*The article has been updated from its printed version to more accurately describe teacher training and preparation.
Although Einstein pushes students to take International Baccalaureate (IB) classes, courses are not effectively preparing students for their end-of-year exams and for future courses of similar caliber.
Overall, students cited concerns about teacher turnover and IB curriculum updates that they felt led to confusion and lack of preparedness for IB exams.
IB has many specific requirements, but when teachers are adjusting to new courses and new curriculums, they are too often unable to answer students' questions regarding curriculum, requirements, and the structure of the exam.
As an IB Sports and Exercise Health Science student, I felt similarly leading up to the exam, as my teacher struggled to explain the structure and specifics of the exam. For this class in particular, part of this struggle came from the change in curriculum, meaning that the structure of the exam also changed, and we were almost the “guinea pigs” for this new format. There was limited information regarding what this exam would entail, and my teacher could only take his best guess as to what the format would be, but it overall left me, along with other students, feeling unprepared for the exam.
Luisa Farole, a senior who is taking two IB classes (French and Biology), contrasted her experiences in the two classes.
Regarding IB French, she said, “French has been very straightforward and organized, the curriculum is a lot more theme-based than based on content…” Her time in this class has been more positive, with a teacher who has experience teaching a variety of IB French classes, leading to an organized class with the freedom to have flexibility in pacing and structure.
However, Farole’s experience with IB Biology has been the opposite, with her saying that she feels incredibly unprepared for the exam. To begin with, biology is already a subject that contains difficult topics, but the structure of this class has only made it more difficult to do so. IB updated all science courses this past year as part of their seven-year cycle.
Anna Taft, another senior taking IB Biology, said, “Even our teacher explained that the amount of time spent in one class period over two years is not sufficient time to cover an HL [higher level] curriculum, especially not with a good understanding.”
If teachers go into these classes feeling like it’s impossible to teach students the material and have them gain a good understanding of it, it creates a completely different environment for the classroom.
With under two months until the final IB Biology exam, we were not even halfway through the curriculum. A large part of this was because it felt impossible to learn all of the curriculum to be taught, which turned the structure of the class into one that reflected those beliefs. It became an environment in which both the teacher and students expected that we weren’t going to make it, and instead of trying to push forward as much as we could, students were left to study half of their curriculum by themselves in the two weeks leading up to the exam.
Jocelyn Kay, a senior, added to this, discussing the “struggle of taking an IB course… [with] the ever-changing curricula, especially for science.” Kay takes IB Chemistry and shared a similar struggle to students taking IB Biology, saying that they’re going over important material in just three days, and feels underprepared for the exam as a result.
Students in IB Theatre also discussed feeling unprepared regarding their final projects. In past years, seniors completed asynchronous work during the second year of the course with a focus on the projects that make up the IB Theatre exam grade. However, this year was different. Instead, the first half of their senior year was spent doing assignments unrelated to the final projects, which were then crammed into the second half of the year.

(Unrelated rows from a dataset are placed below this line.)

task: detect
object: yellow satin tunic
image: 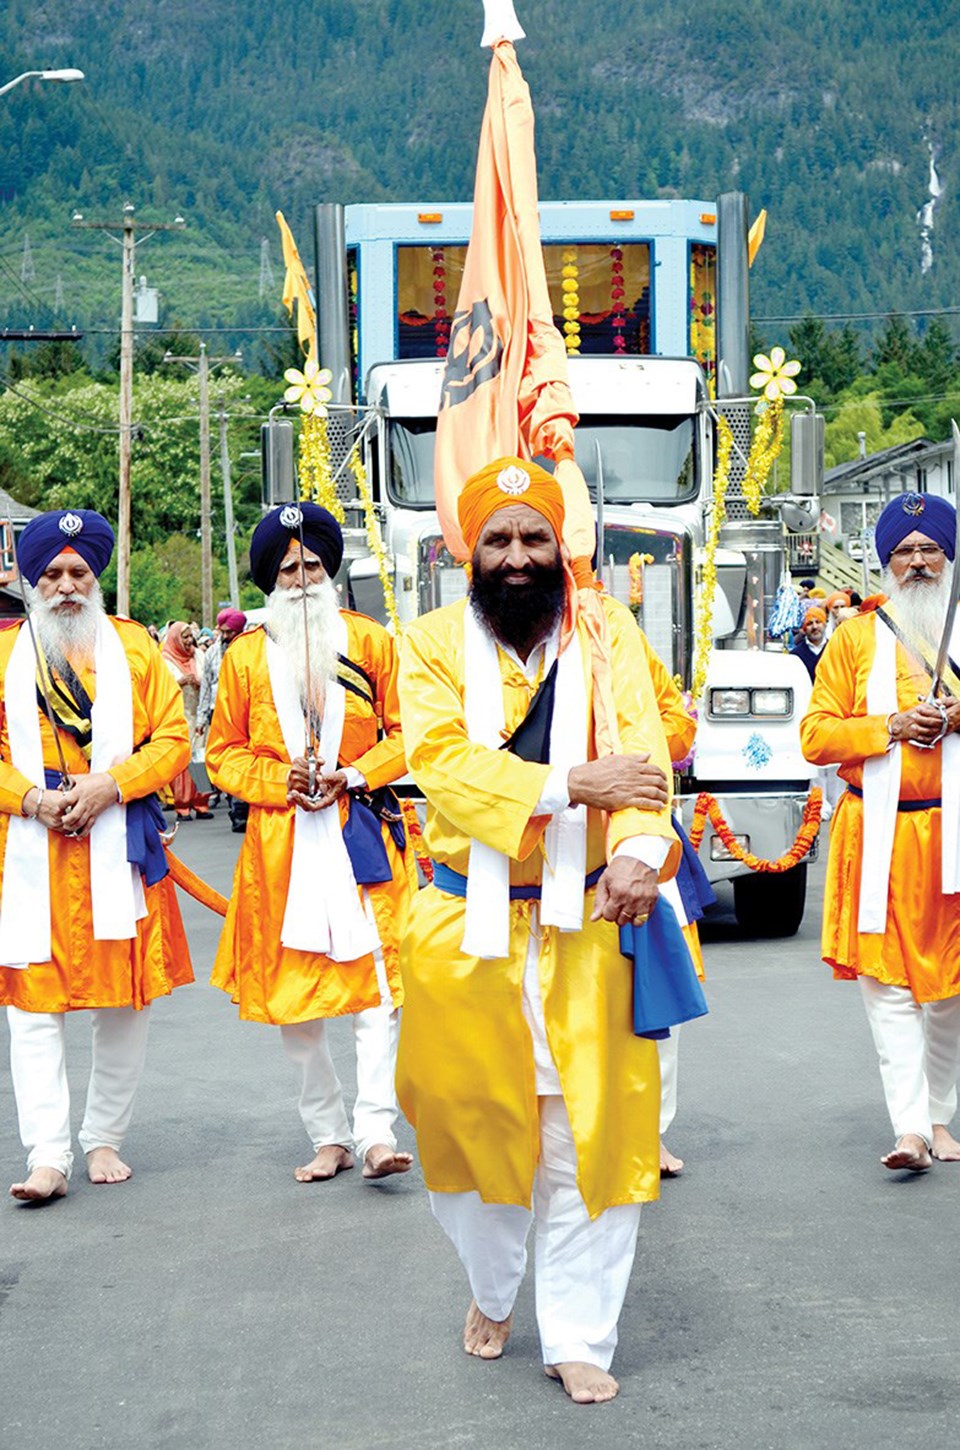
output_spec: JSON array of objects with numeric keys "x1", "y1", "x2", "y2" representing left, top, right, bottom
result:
[
  {"x1": 396, "y1": 596, "x2": 679, "y2": 1219},
  {"x1": 801, "y1": 612, "x2": 960, "y2": 1002},
  {"x1": 206, "y1": 615, "x2": 416, "y2": 1024},
  {"x1": 0, "y1": 618, "x2": 194, "y2": 1012}
]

Part of this came from switching teachers midway through the two-year course, with current seniors taking their first year with Peter Smeallie and their second with Rachel Herman after Smeallie retired. With Herman working to find her footing while not yet completing IB training, students struggled to feel prepared and were unsatisfied with their final projects.
IB Physics also struggled with a teacher change, leaving students with a brand-new, first-year teacher for the second year of the course. To accommodate this change, students had to complete their Internal Assessment, a final project usually completed in the second year, in a short period of time during the first year of the course. Furthermore, Kay, who also takes IB Physics, shared that students were expected to know certain things in their second year, but the complications from the first year inhibited her (and others) from doing so.